Rock Stars are male and old - Fun with data

Posted by Tim Zöller on March 23, 2024 · 8 mins read

This week I read a (German) article about female rock musicians age discrimination. It made me wonder, how the lineup for the 2024 edition of the German “Rock Am Ring” festival compares.

The repository with all the data and scripts mentioned can be found here.

Collecting the data

The first and most important step was also the most boring one: Collecting the data. Next to the name of the band, founding year and if they are a headliner or sub-headliner. The founding year does not carry that much significance, as the lineup also contains some super groups or solo acts of people who are well known for their older bands. Kerry King, known as the guitarist for Slayer, started his solo project last year, but nobody would call him a young and upcoming artist.

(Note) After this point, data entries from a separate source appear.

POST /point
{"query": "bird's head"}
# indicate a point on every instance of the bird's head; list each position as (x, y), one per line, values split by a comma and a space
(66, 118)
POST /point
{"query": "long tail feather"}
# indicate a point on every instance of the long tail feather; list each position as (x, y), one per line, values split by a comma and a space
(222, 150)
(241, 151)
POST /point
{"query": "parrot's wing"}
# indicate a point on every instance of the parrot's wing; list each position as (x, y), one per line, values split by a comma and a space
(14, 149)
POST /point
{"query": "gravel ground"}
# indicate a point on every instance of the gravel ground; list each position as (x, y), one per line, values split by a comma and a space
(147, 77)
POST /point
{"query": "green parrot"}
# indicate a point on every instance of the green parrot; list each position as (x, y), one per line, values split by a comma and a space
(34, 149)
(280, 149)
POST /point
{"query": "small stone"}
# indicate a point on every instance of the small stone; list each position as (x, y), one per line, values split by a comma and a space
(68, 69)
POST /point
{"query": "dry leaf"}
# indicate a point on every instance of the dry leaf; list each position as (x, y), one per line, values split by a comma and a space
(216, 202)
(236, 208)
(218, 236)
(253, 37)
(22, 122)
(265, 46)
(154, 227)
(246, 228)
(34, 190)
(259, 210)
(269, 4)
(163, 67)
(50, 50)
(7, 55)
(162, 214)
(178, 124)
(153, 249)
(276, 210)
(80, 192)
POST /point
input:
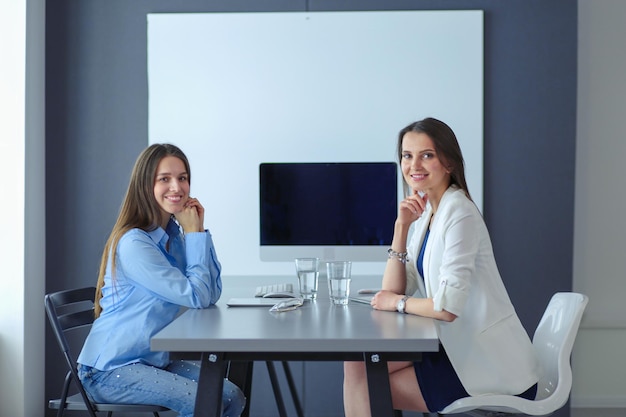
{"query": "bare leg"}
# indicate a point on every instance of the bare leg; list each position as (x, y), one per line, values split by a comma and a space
(405, 391)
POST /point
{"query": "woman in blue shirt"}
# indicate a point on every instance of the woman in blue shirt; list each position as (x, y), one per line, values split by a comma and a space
(158, 258)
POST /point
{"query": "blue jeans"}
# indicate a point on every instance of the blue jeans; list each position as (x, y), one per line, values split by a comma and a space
(173, 387)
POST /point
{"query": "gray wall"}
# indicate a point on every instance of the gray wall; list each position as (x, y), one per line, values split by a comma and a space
(96, 124)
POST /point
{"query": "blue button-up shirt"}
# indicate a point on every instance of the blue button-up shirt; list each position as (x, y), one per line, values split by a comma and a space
(148, 289)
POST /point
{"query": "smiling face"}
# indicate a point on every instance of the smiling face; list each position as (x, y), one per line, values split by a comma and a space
(171, 187)
(421, 167)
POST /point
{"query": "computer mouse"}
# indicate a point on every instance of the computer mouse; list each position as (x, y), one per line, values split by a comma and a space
(279, 295)
(287, 305)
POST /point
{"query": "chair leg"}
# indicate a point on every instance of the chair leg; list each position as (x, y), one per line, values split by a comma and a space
(292, 389)
(276, 387)
(241, 374)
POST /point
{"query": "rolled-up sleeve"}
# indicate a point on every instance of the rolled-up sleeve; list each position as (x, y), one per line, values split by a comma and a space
(458, 264)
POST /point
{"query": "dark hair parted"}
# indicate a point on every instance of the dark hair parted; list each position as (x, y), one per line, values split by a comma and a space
(139, 209)
(446, 146)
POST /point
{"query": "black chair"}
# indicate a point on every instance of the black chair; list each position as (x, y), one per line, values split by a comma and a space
(69, 311)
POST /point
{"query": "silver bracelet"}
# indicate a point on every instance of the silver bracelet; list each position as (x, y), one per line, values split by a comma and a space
(401, 256)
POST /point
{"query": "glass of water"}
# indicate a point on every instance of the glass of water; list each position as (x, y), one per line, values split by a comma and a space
(339, 277)
(308, 272)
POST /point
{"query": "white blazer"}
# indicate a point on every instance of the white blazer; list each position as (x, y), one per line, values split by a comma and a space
(487, 344)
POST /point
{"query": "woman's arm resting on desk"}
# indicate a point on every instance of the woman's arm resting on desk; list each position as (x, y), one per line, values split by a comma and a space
(388, 301)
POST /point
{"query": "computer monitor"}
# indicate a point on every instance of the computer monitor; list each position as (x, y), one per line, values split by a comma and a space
(334, 210)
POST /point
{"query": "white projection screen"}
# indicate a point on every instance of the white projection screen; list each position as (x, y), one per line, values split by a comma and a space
(234, 90)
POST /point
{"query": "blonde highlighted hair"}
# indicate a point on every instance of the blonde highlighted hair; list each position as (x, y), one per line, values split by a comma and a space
(139, 209)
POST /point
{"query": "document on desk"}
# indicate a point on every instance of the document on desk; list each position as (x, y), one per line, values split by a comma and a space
(361, 299)
(253, 302)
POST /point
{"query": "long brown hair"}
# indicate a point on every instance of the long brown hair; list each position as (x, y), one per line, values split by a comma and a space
(446, 146)
(139, 209)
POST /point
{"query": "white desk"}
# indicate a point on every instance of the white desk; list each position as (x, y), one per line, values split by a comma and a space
(316, 331)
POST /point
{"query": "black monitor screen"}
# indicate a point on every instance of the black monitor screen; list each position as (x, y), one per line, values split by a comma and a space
(328, 203)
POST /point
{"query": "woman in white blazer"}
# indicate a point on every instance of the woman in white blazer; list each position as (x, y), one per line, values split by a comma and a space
(446, 271)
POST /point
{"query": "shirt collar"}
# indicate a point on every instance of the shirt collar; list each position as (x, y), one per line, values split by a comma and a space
(161, 236)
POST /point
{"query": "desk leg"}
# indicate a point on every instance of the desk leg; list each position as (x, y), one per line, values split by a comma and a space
(210, 385)
(378, 385)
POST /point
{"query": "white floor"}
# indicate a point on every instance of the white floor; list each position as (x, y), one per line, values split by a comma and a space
(598, 412)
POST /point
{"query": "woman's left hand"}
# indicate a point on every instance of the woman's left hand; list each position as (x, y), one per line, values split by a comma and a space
(192, 216)
(385, 300)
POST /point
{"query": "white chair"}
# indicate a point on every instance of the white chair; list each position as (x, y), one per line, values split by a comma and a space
(553, 342)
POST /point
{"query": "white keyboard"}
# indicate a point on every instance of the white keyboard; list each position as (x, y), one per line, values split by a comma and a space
(265, 289)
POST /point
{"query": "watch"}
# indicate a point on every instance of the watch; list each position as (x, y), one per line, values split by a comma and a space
(402, 304)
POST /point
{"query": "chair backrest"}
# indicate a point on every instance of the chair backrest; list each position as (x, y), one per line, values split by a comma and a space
(553, 342)
(68, 311)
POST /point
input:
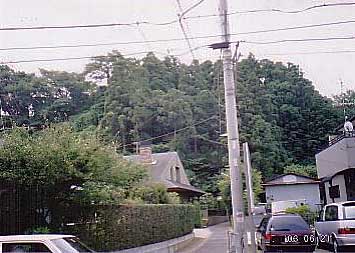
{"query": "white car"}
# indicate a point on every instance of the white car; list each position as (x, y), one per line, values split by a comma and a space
(336, 225)
(41, 243)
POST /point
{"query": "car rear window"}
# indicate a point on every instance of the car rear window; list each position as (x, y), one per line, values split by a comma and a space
(349, 212)
(288, 223)
(71, 245)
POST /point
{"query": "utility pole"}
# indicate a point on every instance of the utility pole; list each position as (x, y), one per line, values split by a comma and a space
(232, 132)
(250, 197)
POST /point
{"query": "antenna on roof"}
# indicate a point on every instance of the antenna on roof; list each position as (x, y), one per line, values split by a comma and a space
(343, 103)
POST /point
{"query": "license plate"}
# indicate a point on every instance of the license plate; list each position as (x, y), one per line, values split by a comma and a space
(291, 239)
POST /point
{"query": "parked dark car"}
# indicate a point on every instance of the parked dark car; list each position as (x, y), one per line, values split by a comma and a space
(285, 233)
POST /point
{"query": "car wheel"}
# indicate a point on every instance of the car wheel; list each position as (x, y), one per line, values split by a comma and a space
(335, 246)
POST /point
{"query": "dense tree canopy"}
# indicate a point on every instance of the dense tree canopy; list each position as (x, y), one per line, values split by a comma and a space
(180, 107)
(41, 174)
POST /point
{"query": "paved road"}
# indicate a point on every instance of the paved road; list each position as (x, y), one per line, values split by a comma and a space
(213, 240)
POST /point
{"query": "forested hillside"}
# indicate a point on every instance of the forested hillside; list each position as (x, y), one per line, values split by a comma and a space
(179, 107)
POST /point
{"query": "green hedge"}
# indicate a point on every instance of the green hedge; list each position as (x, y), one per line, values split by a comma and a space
(129, 226)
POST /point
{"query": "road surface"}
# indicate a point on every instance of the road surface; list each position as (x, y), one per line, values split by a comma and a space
(213, 240)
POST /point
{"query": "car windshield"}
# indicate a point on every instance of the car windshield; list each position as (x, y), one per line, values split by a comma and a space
(71, 245)
(288, 223)
(349, 212)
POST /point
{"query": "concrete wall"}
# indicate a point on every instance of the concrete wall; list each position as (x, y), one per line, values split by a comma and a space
(214, 220)
(170, 246)
(336, 158)
(337, 180)
(309, 192)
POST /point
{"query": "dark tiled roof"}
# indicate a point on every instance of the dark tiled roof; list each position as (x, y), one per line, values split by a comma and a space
(161, 163)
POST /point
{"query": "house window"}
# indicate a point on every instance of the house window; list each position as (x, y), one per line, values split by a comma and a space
(24, 247)
(331, 213)
(334, 191)
(172, 177)
(178, 175)
(349, 177)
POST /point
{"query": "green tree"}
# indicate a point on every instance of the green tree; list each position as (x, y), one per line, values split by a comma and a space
(305, 170)
(56, 168)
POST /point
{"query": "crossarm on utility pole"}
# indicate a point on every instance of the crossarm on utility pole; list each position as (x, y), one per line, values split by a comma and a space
(233, 134)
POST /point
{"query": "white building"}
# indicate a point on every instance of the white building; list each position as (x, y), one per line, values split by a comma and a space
(293, 188)
(336, 167)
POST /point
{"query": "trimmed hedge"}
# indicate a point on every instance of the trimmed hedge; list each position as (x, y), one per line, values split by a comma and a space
(128, 226)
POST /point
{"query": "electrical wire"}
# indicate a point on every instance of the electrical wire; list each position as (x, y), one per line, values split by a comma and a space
(296, 27)
(173, 132)
(297, 40)
(191, 8)
(175, 21)
(78, 58)
(107, 44)
(178, 39)
(311, 53)
(183, 28)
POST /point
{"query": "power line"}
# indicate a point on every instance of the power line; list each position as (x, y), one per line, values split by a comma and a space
(311, 53)
(176, 39)
(297, 40)
(77, 58)
(294, 11)
(173, 132)
(182, 25)
(191, 8)
(296, 27)
(174, 21)
(107, 44)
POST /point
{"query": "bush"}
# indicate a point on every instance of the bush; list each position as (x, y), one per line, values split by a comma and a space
(128, 226)
(307, 214)
(153, 193)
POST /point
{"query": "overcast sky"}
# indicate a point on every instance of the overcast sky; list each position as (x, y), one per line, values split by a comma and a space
(325, 70)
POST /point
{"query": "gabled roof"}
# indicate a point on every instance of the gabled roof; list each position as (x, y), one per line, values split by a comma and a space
(160, 167)
(40, 237)
(161, 162)
(291, 179)
(340, 127)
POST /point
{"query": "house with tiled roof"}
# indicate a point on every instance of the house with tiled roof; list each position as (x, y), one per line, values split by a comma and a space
(166, 168)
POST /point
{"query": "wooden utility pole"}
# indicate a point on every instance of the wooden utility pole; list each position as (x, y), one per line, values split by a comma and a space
(232, 132)
(250, 197)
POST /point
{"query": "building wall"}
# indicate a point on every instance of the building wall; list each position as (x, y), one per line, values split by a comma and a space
(336, 158)
(309, 192)
(337, 180)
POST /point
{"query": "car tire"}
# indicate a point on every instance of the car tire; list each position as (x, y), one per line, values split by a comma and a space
(335, 246)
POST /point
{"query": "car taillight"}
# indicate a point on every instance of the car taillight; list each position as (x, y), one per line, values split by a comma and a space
(268, 236)
(346, 231)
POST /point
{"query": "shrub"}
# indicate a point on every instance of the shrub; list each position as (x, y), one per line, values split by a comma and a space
(128, 226)
(307, 214)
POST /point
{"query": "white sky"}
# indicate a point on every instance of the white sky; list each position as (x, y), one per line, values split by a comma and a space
(324, 70)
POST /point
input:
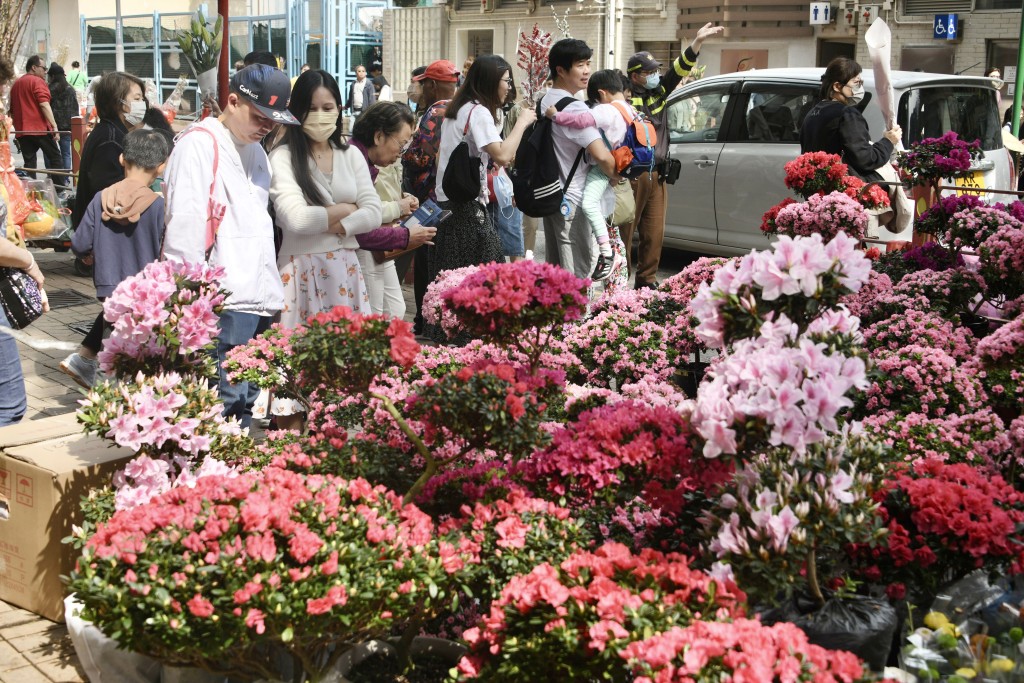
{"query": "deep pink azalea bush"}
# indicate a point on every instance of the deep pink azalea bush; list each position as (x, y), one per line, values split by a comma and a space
(784, 512)
(925, 329)
(573, 621)
(1003, 262)
(782, 390)
(815, 172)
(970, 227)
(743, 649)
(977, 438)
(211, 575)
(948, 292)
(921, 379)
(823, 214)
(165, 318)
(943, 521)
(799, 278)
(614, 454)
(503, 301)
(435, 309)
(999, 365)
(622, 344)
(935, 219)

I also tried to identify the “main person”. This is usually the singer, but I would argue that for “Kerry King” the main person is… well… Kerry King on the guitar and not their singer. From 66 bands in total, 9 have “main people” who are not male.

The most tricky part was collecting the year of birth for the bands main person. Bigger acts tend to have their own Wikipedia page with a birthdate, but the smaller the band and the younger the members become, the harder it is to find this information. This might be even worse for the question I am trying to answer: How is the age distribution? If the birthyear is missing, it might be missing especially for younger, smaller acts. In the end, I managed to find the birthyear of all “main persons” but 7. If any of the readers might know about the birth date of the following people, I’d be really grateful:

  • Oliver Meister (Betontod)
  • Josh Doty (Cemetery Sun)
  • James Joseph (James And The Cold Gun)
  • Simon Klemp (Schimmerling)
  • Timo Warkus (Team Scheisse)
  • Delila Paz (The Last Internationale)
  • Jordan O’Leary (The Scratch)

For two of the birth years I needed to estimate. I assumed that Ashrita Kumar (Pinkshift) started her Bachelors Degree at 18, and Alex Taylor (Malevolence) stated in an interview, that he wrote the songs for the bands debut album when he was 18 or 19.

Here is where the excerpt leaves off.